I’m more curious to understand how userspace threads can be preemptive. :)
I can think of a few ways:
- The VM just doesn’t JIT and can decide to stop executing a thread by just not interpreting the next piece of bytecode and switching to another green thread instead (this would be pretty slow due to the lack of JIT)
- The VM JITs, but inserts a preamble before every function call saying “Before executing this function, should I switch to another green thread first?”, and thus, so long as you call functions frequently enough, you “preempt” yourself. This is how Go does it, and it’s a well known thing in Go that if you never call a function for a while (like just doing a really huge for loop), the current goroutine doesn’t yield execution and hogs the whole OS thread.
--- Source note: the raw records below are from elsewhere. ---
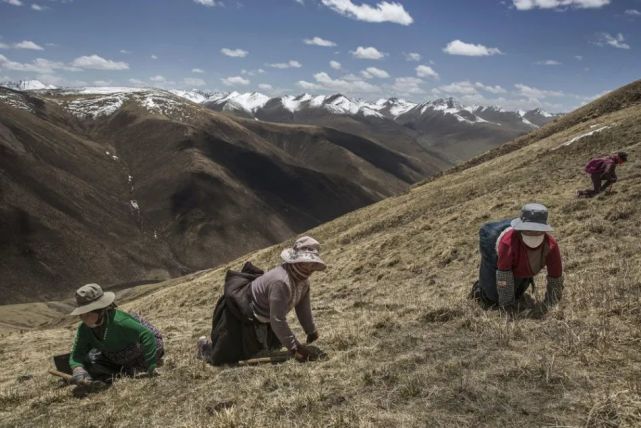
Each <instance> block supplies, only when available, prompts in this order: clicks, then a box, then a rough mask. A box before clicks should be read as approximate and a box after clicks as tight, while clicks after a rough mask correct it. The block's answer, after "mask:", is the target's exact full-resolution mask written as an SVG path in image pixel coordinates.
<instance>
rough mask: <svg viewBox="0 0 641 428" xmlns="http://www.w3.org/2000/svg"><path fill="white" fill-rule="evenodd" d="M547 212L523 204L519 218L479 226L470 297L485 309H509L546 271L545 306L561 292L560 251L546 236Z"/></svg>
mask: <svg viewBox="0 0 641 428" xmlns="http://www.w3.org/2000/svg"><path fill="white" fill-rule="evenodd" d="M547 220H548V210H547V208H546V207H545V206H543V205H541V204H527V205H525V206H523V208H522V209H521V217H519V218H516V219H514V220H503V221H499V222H495V223H487V224H485V225H483V226H482V227H481V230H480V232H479V235H480V251H481V267H480V271H479V280H478V281H476V282H475V283H474V286H473V288H472V293H471V297H473V298H476V299H478V300H480V301H481V302H483V303H485V304H486V305H488V306H494V305H496V304H498V305H499V307H501V308H509V307H511V306H513V305H515V303H516V301H517V300H518V299H519V298H520V297H521V296H522V295H523V294H524V293H525V291H526V290H527V289H528V287H529V286H530V284H532V285H533V284H534V280H533V277H534V276H535V275H536V274H537V273H539V272H540V271H541V270H542V269H543V267H546V268H547V289H546V293H545V300H544V304H545V307H546V308H547V307H550V306H552V305H555V304H556V303H557V302H558V301H560V300H561V296H562V293H563V268H562V264H561V252H560V250H559V245H558V244H557V242H556V240H555V239H554V238H553V237H552V236H551V235H550V234H549V232H551V231H552V230H553V229H552V227H551V226H550V225H549V224H548V222H547Z"/></svg>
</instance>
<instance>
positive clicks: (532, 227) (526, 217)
mask: <svg viewBox="0 0 641 428" xmlns="http://www.w3.org/2000/svg"><path fill="white" fill-rule="evenodd" d="M511 225H512V227H513V228H514V230H518V231H520V232H552V231H553V230H554V228H553V227H552V226H550V225H549V224H548V209H547V208H546V207H545V205H542V204H526V205H524V206H523V208H521V217H519V218H515V219H514V220H512V223H511Z"/></svg>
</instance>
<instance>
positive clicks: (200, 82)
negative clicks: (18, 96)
mask: <svg viewBox="0 0 641 428" xmlns="http://www.w3.org/2000/svg"><path fill="white" fill-rule="evenodd" d="M640 48H641V0H388V1H383V0H108V1H107V0H0V82H1V81H7V80H9V81H15V80H30V79H37V80H40V81H42V82H44V83H48V84H53V85H56V86H59V87H60V86H153V87H159V88H172V89H201V90H207V91H225V92H229V91H239V92H250V91H259V92H262V93H264V94H267V95H270V96H278V95H283V94H300V93H304V92H306V93H311V94H331V93H342V94H345V95H348V96H353V97H358V98H363V99H367V100H377V99H379V98H389V97H400V98H404V99H407V100H411V101H414V102H425V101H427V100H432V99H435V98H442V97H454V98H455V99H457V100H458V101H460V102H462V103H463V104H466V105H476V104H480V105H499V106H502V107H505V108H510V109H513V108H524V109H525V108H537V107H540V108H543V109H545V110H547V111H552V112H565V111H570V110H572V109H574V108H576V107H578V106H580V105H582V104H585V103H587V102H589V101H590V100H592V99H594V98H596V97H598V96H600V95H603V94H604V93H606V92H607V91H610V90H613V89H616V88H618V87H620V86H622V85H624V84H627V83H630V82H632V81H634V80H637V79H639V78H641V54H640V53H639V50H640Z"/></svg>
> - The VM JITs, but inserts a preamble before every function call saying “Before executing this function, should I switch to another green thread first?”, and thus, so long as you call functions frequently enough, you “preempt” yourself. This is how Go does it, and it’s a well known thing in Go that if you never call a function for a while (like just doing a really huge for loop), the current goroutine doesn’t yield execution and hogs the whole OS thread.
I'm not sure of the implementation details, but this hasn't been true for a while in Go. As of Go 1.14, goroutines are asynchronously preemptible, so loops without function calls no longer deadlock the scheduler or GC: https://go.dev/doc/go1.14#runtime
The docs there hint at how it’s done in go and how it could be done in erlang: the runtime monitors how long a given goroutine has been running without yielding the scheduler, and uses a signal handler to interrupt code that has exceeded a 10ms quota of continuous usage.
In principle you can also set a timer that raises a signal and then switch to a different coroutine when it fires. But it is a big can of worms and won't perform great.
IIRC the Erlang VM does the second (schedule on function call). Since Erlang is a functional language and loops are done via recursion, this works out fine.
Yes, on every function call, also some internal functions implemented in native code are instrumented with those checks. On average thread is switched out after about 2000 "reductions" as they are called. Also there's an optimization, where if you send something to another thread and you are waiting for reply, VM switches instantly to the other thread, which makes some message sending equivalent to a simple function call.